Là, cinq cents d’un groupe de trois mille musulmans de la première heure et comptant parmi les plus grands connaisseurs du Coran, trouvent la mort. Omar prend alors conscience du danger et s’en va trouver le Calife Abou-Baker et lui :
“Les compagnons de l’Envoyé d’Allah tombent dans la bataille d’Al- Yamâma à la façon de papillons dans le feu, et je crains qu’ils le fassent chaque fois qu’ils rencontraient une occasion pareille de se faire tuer en martyrs, cependant qu’ils sont les porteurs du Coran. Par leur mort le Coran risque de se perdre et d’être oublié. Si tu le réunissais et le faisais écrire?”
Pendant les dernières années de sa vie, le Prophète () employait de manière officielle des secrétaires, les uns pour les tâches courantes, d’autres pour la transcription de la révélation coranique.
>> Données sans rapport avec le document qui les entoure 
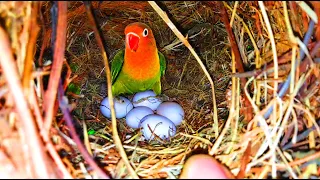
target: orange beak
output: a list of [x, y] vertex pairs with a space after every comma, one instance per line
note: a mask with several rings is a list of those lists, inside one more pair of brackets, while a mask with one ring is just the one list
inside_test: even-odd
[[128, 33], [127, 34], [127, 43], [129, 45], [129, 48], [132, 51], [137, 51], [138, 47], [139, 47], [139, 36], [136, 35], [135, 33]]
Le jeune Zaïd ibn Thâbit faisait partie de ce dernier groupe. Il était même devenu le scribe principal du Prophète () et comptait parmi les personnes qui connaissaient la totalité du Coran par cœur.
Tout naturellement, le Calife Abou-Baker le chargera donc de réunir le Coran dans son ensemble. Mais le Calife, avec le scrupule qui le caractérise, tient à ce que toutes les précautions soient prises : pour chaque verset, Zaïd devra trouver au moins deux témoignages écrits, avant de l’inclure dans la copie définitive. Et le calife demandera aux habitants de Médine d’apporter les fragments écrits qu’ils possèdent. Sur la totalité du Coran, la Tradition nous apprend que seuls deux versets ne se trouvèrent par écrit que chez une seule personne. Cette copie appelée Moushaf (feuilles réunies), sera conservée par le Calife Abou-Baker et après lui par son successeur Omar.
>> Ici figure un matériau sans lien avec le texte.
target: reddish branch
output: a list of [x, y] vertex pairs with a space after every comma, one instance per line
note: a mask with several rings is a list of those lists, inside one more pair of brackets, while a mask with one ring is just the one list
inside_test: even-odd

Pendant ce temps, l’enseignement du Coran est encouragé dans tout l’empire musulman, qui ne cesse de s’accroître. Omar, toujours perspicace, entrevoit le besoin d’envoyer des copies du Moushaf dans les principaux centres, afin d’éviter tout risque de déviation, et d'erreurs de prononciation dans les pays non-arabes. Mais il n’en aura pas le temps, et c’est le troisième Calife Othman qui s’en chargera.
Il demandera à une commission présidée par le même Zaïd ibn Thâbit d’établir sept copies à partir du Moushaf, en autorisant la révision de l’orthographe dans le sens d’une plus grande lisibilité du texte, en particulier pour les non arabophones.
 Après lecture publique de la nouvelle édition devant les savants du Coran que compte Médine, ces copies sont envoyées aux quatre coins de l’empire, avec ordre du calife de détruire tout texte ne correspondant pas au texte officiel. En effet, certaines divergences existaient du fait d’erreurs de copie, ou encore de la prise en compte d’un commentaire comme faisant partie du texte. Et il importait que ces textes inexacts soient détruits.
Des copies envoyées par Othman, il en reste de nos jours une, complète, que l’on peut admirer au musée Topkapi d’lstanboul, et une autre où il manque quelques feuillets à Tachkent. Et entre ces copies et les millions d’exemplaires éditées de nos jours, aucune différence...
Ou plutôt si, une différence existe, quant à l’orthographe. En effet, à l’époque de la révélation, l’écrit venait à peine de faire son apparition. Pour les vingt huit lettres que compte l’alphabet, seuls quinze signes différents existaient. Ainsi le b, le t, le th, le n et le y avaient presque la même façon de s'écrire et n’étaient pas différenciés par ce qu’on appelle des signes diacritiques : les points sur ou sous les lettres en arabe, les accents en français. On reconnaissait donc les lettres selon le contexte, leur emplacement dans le mot. De même, si en arabe, les voyelles longues sont représentées, les voyelles courtes et d’autres signes ne le sont qu’exceptionnellement, quand il y a ambiguïté. Ce sont en effet les fonctions grammaticales des mots qui permettent de les deviner. Tel est encore le cas dans l’arabe écrit courant. Cette écriture ne permet donc pas à une personne qui n’est pas versée dans la littérature arabe de lire le Moushaf correctement.
 Le Coran bénéficia donc jusqu’à la deuxième moitié du premier siècle de l’Hégire de différentes réformes orthographiques pour être tel que nous le connaissons actuellement.